Separate Admin and Front in codeigniter

Sohail picture Sohail · Sep 22, 2011 · Viewed 40.3k times · Source

What is the best way to separate admin and front-end for a website in codeigniter where as I was to use all libraries, models, helpers etc. in common, but only controllers and Views will be separate.

I want a more proper way, up for performance, simplicity, and sharing models and libraries etc.

Answer

Wesley Murch picture Wesley Murch · Sep 22, 2011

I highly suggest reading the methods outlined in this article by CI dev Phil Sturgeon:

http://philsturgeon.co.uk/blog/2009/07/Create-an-Admin-panel-with-CodeIgniter

My advice: Use modules for organizing your project.
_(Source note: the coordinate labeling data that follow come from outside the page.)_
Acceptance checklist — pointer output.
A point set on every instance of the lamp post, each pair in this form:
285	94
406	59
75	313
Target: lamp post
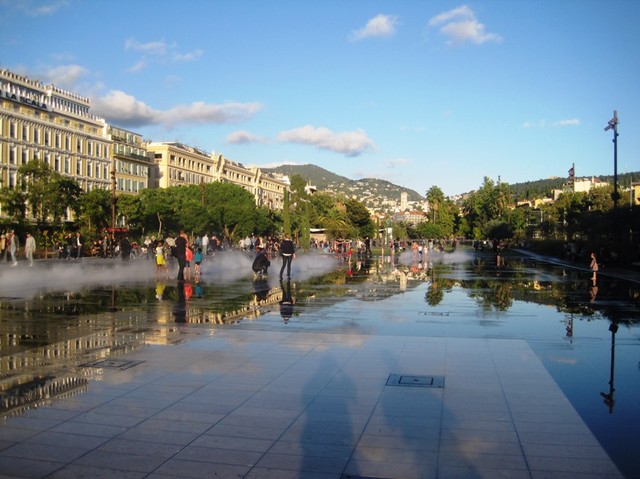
613	125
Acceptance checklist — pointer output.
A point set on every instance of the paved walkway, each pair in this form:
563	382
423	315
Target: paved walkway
288	404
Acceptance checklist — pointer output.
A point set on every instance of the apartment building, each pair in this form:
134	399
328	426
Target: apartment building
176	164
267	190
132	163
39	121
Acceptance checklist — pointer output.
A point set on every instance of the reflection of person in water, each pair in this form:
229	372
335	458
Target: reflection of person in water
261	289
160	290
593	292
180	308
287	302
593	266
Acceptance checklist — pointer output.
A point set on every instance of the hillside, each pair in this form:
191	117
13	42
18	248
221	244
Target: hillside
372	192
380	194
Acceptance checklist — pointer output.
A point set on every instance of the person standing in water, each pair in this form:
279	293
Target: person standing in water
288	252
30	248
180	254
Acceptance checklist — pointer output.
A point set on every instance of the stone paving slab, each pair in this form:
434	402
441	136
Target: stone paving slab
262	404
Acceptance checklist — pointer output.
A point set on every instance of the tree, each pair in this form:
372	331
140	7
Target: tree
358	215
435	196
95	209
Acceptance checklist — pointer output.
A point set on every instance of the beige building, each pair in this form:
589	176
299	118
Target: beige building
39	121
267	190
176	164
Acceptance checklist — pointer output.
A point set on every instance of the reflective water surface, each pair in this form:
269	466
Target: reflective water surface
59	321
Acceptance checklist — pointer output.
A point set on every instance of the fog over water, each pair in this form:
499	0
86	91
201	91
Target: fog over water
23	281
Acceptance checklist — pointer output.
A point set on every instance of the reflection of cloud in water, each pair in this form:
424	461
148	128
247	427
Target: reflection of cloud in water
70	275
454	257
563	360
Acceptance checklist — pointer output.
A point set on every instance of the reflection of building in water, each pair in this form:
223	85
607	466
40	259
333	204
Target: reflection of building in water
37	391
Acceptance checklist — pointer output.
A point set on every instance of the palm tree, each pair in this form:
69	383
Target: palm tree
435	196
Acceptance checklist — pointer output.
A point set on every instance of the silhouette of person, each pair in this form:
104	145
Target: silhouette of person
181	254
261	263
288	251
180	308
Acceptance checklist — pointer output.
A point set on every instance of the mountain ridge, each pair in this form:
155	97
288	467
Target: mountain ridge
373	191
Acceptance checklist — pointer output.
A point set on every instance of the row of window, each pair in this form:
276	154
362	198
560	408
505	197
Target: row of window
130	186
132	169
33	134
94	168
188	163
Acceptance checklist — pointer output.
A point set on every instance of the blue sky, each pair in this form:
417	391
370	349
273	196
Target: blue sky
419	93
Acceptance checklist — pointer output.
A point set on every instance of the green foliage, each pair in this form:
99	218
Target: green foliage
95	210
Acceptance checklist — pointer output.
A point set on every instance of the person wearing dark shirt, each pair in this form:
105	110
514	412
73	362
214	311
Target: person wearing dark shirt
261	263
288	252
181	253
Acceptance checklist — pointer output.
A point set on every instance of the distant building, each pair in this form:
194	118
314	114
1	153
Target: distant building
176	164
411	217
587	184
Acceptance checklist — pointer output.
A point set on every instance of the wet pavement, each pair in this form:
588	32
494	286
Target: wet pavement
373	369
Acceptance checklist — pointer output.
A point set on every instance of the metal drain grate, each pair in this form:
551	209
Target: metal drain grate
415	381
111	363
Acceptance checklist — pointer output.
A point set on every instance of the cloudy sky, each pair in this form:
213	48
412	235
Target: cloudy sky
419	93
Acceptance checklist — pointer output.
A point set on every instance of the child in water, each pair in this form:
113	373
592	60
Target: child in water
161	263
197	259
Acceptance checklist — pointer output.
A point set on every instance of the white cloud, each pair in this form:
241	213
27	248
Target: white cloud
350	143
187	57
243	137
125	110
460	25
153	48
380	26
65	75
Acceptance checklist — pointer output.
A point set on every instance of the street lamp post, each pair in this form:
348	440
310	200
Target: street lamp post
613	125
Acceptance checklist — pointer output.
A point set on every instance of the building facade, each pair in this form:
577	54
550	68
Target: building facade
267	190
42	122
176	164
131	162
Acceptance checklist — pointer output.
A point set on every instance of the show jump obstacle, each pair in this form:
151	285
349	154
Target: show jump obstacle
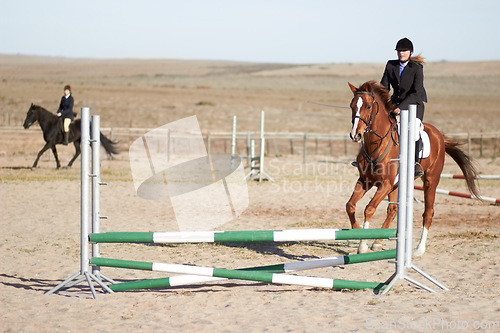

https://bitbucket.org/wiredesignz/codeigniter-modular-extensions-hmvc/wiki/Home

Create a base controller for the front and/or backend. Something like this:

// core/MY_Controller.php
/**
 * Base Controller
 * 
 */ 
class MY_Controller extends CI_Controller {
                      // or MX_Controller if you use HMVC, linked above
    function __construct()
    {
        parent::__construct();
        // Load shared resources here or in autoload.php
    }
}

/**
 * Back end Controller
 * 
 */ 
class Admin_Controller extends MY_Controller {

    function __construct()
    {
        parent::__construct();
        // Check login, load back end dependencies
    }
}

/**
 * Default Front-end Controller
 * 
 */ 
class Public_Controller extends MY_Controller {

    function __construct()
    {
        parent::__construct();
        // Load any front-end only dependencies
    }
}

Back end controllers will extend Admin_Controller, and front end controllers will extend Public_Controller. The front end base controller is not really necessary, but there as an example, and can be useful. You can extend MY_Controller instead if you want.

Use URI routing where needed, and create separate controllers for your front end and back end. All helpers, classes, models etc. can be shared if both the front and back end controllers live in the same application.